We are in our 20s, 30s, and 40s. Some of us are parents, but not all. We live in four cities spanning two states. We have never all met in person, and several of us met on Marco Polo. Sharing, lifting each other up, telling stories and listening deeply, we marvel at how it has become a trusted community of close friends.

It is more than the barriers of gathering during the pandemic that makes our Marco Polo group so essentially life-giving for us. It feels profound as women to talk without interruption. We’ve stopped apologizing for rambling. It’s okay to take our time processing a thought or telling a story. It’s okay to speak your truth clearly or shoot from the hip, stumbling. It’s refreshing to listen when you have time to really engage and respond when it works to respond. There is no facilitator or rules. Inevitably after days of quiet someone will pop on with a question, story, or call for connection. We listen to each other and leave videos while we walk dogs, prepare meals, and run errands, while our kids nap or after we have put them to bed.

Amid our layered lives, we carve out time to hear each other and allow ourselves to be heard, and in doing so we have created a loving and valued community.

Recently, I interviewed Pastor Brett Younger from Plymouth Church in Brooklyn, New York, for the Unlikely Conversations podcast. He told the story of starting a small group to work through The Artist’s Way together during the pandemic. He proposed 7 PM for the online meeting time, and the lead congregation member said, “No, it has to be 8:15pm. We’re parents of young kids. 7 PM is bedtime.” Thinking an hour would be too short, Pastor Brett proposed meeting for 90 minutes and she said, “No, if it’s more than 60 minutes no one will come. We’re busy.” The group met from 8:15 PM -9:15 PM. It was well attended and meaningful.

He reflected, “For years I’ve scheduled ministry to meet at 7pm in the church because it worked for me. I thought if the content was appealing, folks would come. They taught me that no matter how enticing the content, if the meeting time doesn’t work for your life, you won’t come. These are people from Plymouth I hadn’t seen at church outside of Sunday morning worship. The pandemic and online ministry invited me to rethink everything. I learned what worked for the young parents in our church.”

When my children were very little, two women at church invited me to join the Monday night women’s Bible study. It met during my kids’ bedtime, and I already worked at church on Wednesdays during bedtime. I didn’t want to be away on a second night every week, so I said no. They pressed, stating the strength of the female community and the transformation that can happen during the study. I believed them and declined.

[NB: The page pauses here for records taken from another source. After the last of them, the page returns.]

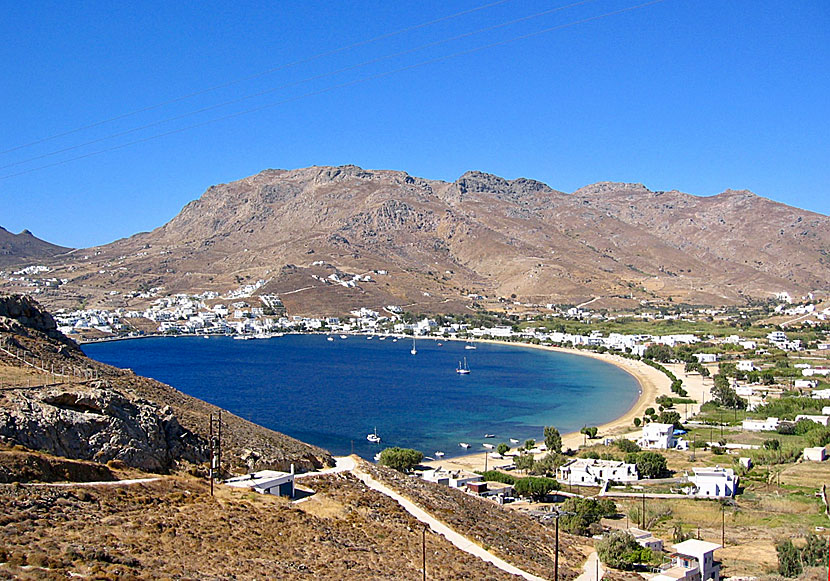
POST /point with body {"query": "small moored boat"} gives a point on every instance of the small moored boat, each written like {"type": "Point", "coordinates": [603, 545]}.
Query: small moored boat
{"type": "Point", "coordinates": [373, 437]}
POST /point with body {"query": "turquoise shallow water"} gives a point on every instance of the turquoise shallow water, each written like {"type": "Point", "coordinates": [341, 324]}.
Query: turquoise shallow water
{"type": "Point", "coordinates": [332, 393]}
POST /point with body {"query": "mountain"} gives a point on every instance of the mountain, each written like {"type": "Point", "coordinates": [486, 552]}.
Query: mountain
{"type": "Point", "coordinates": [616, 244]}
{"type": "Point", "coordinates": [25, 248]}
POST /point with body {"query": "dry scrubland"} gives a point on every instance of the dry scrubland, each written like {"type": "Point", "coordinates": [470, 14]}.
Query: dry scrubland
{"type": "Point", "coordinates": [172, 528]}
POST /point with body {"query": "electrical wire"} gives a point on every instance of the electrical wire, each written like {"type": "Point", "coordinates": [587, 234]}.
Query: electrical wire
{"type": "Point", "coordinates": [342, 85]}
{"type": "Point", "coordinates": [256, 76]}
{"type": "Point", "coordinates": [294, 84]}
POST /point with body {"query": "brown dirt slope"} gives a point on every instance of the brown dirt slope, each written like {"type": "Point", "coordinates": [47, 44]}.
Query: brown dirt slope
{"type": "Point", "coordinates": [173, 529]}
{"type": "Point", "coordinates": [439, 241]}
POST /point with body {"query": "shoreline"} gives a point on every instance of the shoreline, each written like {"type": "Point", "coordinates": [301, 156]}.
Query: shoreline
{"type": "Point", "coordinates": [653, 383]}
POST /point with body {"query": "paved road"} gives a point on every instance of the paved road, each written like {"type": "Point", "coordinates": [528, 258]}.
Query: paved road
{"type": "Point", "coordinates": [590, 569]}
{"type": "Point", "coordinates": [439, 527]}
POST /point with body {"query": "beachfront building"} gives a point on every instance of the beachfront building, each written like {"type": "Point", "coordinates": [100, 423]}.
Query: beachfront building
{"type": "Point", "coordinates": [693, 560]}
{"type": "Point", "coordinates": [767, 425]}
{"type": "Point", "coordinates": [593, 472]}
{"type": "Point", "coordinates": [817, 454]}
{"type": "Point", "coordinates": [266, 482]}
{"type": "Point", "coordinates": [823, 420]}
{"type": "Point", "coordinates": [451, 478]}
{"type": "Point", "coordinates": [714, 482]}
{"type": "Point", "coordinates": [657, 436]}
{"type": "Point", "coordinates": [646, 539]}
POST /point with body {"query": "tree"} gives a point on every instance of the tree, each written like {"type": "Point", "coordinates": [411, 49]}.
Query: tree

They pressed more and I started to cry and said, “Right now, bedtime is spiritual practice in my life. Bedtime is my Bible study. In those quiet moments with my kids, those moments I know are numbered, God comes near. Thank you, but for now, my answer is no.”

My Marco Polo group feels like spiritual practice. It feels like ministry. It’s not easy, but it brings ease. The speaking and listening, the witnessing and accompanying that happens is real and healing. It recognizes that our time is finite, the pandemic is real, and yet we were created social to be in meaningful relationships with each other. I crave closeness and get it here, on my phone, asynchronously.

I am not proposing that asynchronous ministry would ever replace in-person or synchronous online ministry. However, especially for isolated folks, for women, and for parents, asynchronous small groups — or ministry with an asynchronous component — is a fantastic opportunity to create new relationships, deepen existing ones, and connect in the reality of our messy, sacred lives.